Kalenica – wieża widokowa
Kalenica po wybudowaniu na jej szczycie wieży nosiła przez pewien okres nazwę 'Góra wieża’ – nazwę tę można spotkać na przedwojennych mapach i w opracowaniach. Wcześniej Kalenica nosiła nazwę 'Krowia Góra’. Wychodzimy na wieżę widokową, która nie wygląda zbyt stabilnie. Wchodzimy na ostatnie piętro i podziwiamy widoki. Nie są może jakieś dalekie, bo słońce jest strasznie mocne. Widać tylko okoliczne wzniesienia.
Rymarz 913 m n.p.m.
Od wieży wracamy szlakiem do Zimnej Polanki. Z niej idziemy jeszcze na Rymarz. Szczyt niczym się nie wyróżnia. Prowadzi do niego znakowana ścieżka. Jest cały zalesiony, jednak oznaczony jest tabliczką. Poszliśmy na niego, żeby zdobyć go do kolekcji najwyższych szczytów w Górach Sowich. Lekkie podejście nie sprawia trudności. Można powiedzieć, że droga na Rymarz jest bardzo tajemnicza.

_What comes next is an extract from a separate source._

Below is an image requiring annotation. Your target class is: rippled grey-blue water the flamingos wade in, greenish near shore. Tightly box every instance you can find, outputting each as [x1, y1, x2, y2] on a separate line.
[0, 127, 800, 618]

Na zboczach Rymarza jest stok narciarski o takiej samej nazwie. Nasz szlak czerwony mija go z prawej strony. Od górnego wyciągu schodzi się ostro w dół do Schroniska Zygmuntówka. Widoki mamy tylko na Wielką Sowę i widoczną na niej wieżę widokową.
Schodzimy na dół do szerokiej drogi rowerowej i skręcamy w lewo. Jeśli ktoś nie chce iść dalej do schroniska, to może odbić w prawo i dojść od razu na Przełęcz Jugowską. My kierujemy się jeszcze do Zygmuntówki. Szlak po kilkunastu metrach prowadzi w prawo. Szutrowa droga idzie dalej na Bielawską Polankę i mierzy kilka kilometrów. Przechodzimy przez las i widzimy już drewniany budynek.

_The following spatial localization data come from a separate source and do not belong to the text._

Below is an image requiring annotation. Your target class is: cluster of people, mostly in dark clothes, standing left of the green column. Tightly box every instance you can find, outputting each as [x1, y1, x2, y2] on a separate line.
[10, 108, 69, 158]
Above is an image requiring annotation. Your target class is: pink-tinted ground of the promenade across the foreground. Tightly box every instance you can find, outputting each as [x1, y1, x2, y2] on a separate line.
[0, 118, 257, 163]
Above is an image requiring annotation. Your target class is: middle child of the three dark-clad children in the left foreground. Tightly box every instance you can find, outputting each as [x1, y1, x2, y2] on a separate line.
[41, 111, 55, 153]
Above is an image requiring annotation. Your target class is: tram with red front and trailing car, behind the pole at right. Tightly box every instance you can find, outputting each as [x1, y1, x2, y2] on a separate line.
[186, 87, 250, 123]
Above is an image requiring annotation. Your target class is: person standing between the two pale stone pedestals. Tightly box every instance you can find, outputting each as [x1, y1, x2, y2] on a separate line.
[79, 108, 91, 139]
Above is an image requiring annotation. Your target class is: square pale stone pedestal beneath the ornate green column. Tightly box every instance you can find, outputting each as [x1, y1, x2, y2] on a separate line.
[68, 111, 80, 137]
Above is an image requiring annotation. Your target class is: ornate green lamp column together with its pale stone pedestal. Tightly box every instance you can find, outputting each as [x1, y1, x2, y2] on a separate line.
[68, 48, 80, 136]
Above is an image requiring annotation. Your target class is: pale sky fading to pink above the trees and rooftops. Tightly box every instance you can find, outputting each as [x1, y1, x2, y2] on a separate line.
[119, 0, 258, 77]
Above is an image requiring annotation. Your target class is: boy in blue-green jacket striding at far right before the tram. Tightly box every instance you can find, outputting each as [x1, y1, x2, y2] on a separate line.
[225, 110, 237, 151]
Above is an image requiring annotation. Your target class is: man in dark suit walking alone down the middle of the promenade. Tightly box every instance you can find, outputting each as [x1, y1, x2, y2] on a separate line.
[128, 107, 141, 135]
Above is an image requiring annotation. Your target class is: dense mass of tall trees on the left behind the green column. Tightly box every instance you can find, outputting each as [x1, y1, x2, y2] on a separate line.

Schronisko Zygmuntówka w Górach Sowich
Schronisko Zygmuntówka powstało w 1926 roku dzięki Towarzystwu Sportów Zimowych z Bielawy. Wzniesiono początkowo dwa baraki mieszkalne. Patronem schroniska został Hermann Henkel z Bielawy – nauczyciel, sekretarz i przewodniczący Towarzystwa Sowiogórskiego, zasłużony dla rozwoju turystyki w Górach Sowich. Po wojnie zostało uruchomione dopiero w 1956 roku dzięki inicjatywie Zygmunta Scheffnera.
Obiekt jest piętrowy, o konstrukcji murowano-drewnianej z dwuspadowym dachem w stylu tyrolskim. Hol wejściowy znajduje się w parterowej przymurówce, przylegającej do głównej części schroniska – znajduje się tam m.in. świetlica. Jest to jedno z nielicznych schronisk przedwojennych, które ocalało po dewastacji i nadal funkcjonuje – jako jedyne z trzech dawnych schronisk w okolicy Przełęczy Jugowskiej.

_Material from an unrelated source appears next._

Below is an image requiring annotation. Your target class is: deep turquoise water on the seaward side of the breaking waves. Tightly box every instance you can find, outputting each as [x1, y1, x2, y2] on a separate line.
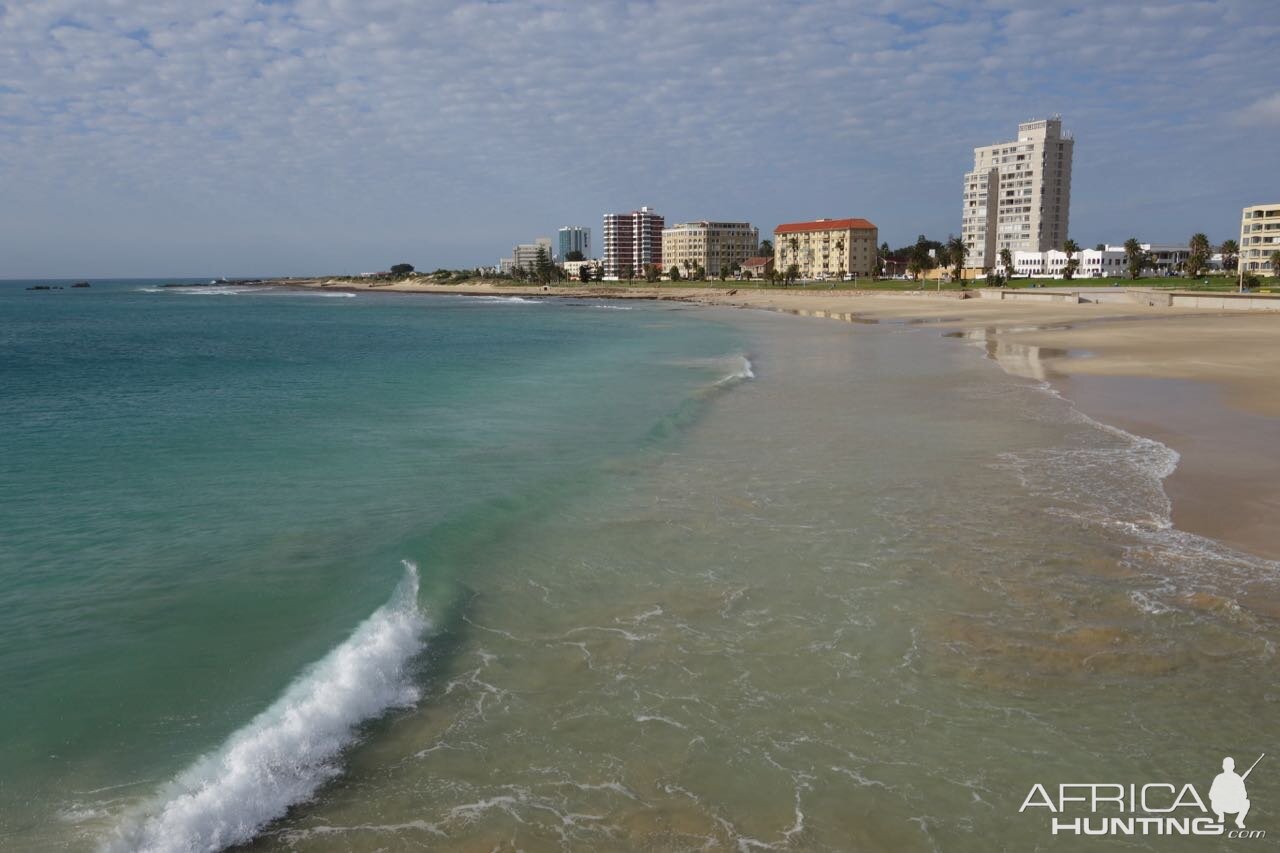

Siedliśmy przed obiektem i od razu zabraliśmy się za pałaszowanie naszego jedzonka. Mieliśmy świeży chlebek, kabanosy, salami, a nawet owocową herbatę. Kilka osób siedziało na tarasie, a znakarz malował nowe znaki na drzewach w okolicy schroniska. Po drugim śniadaniu ruszyliśmy już z powrotem na Przełęcz Jugowską, podziwiając barwy jesiennych Gór Sowich.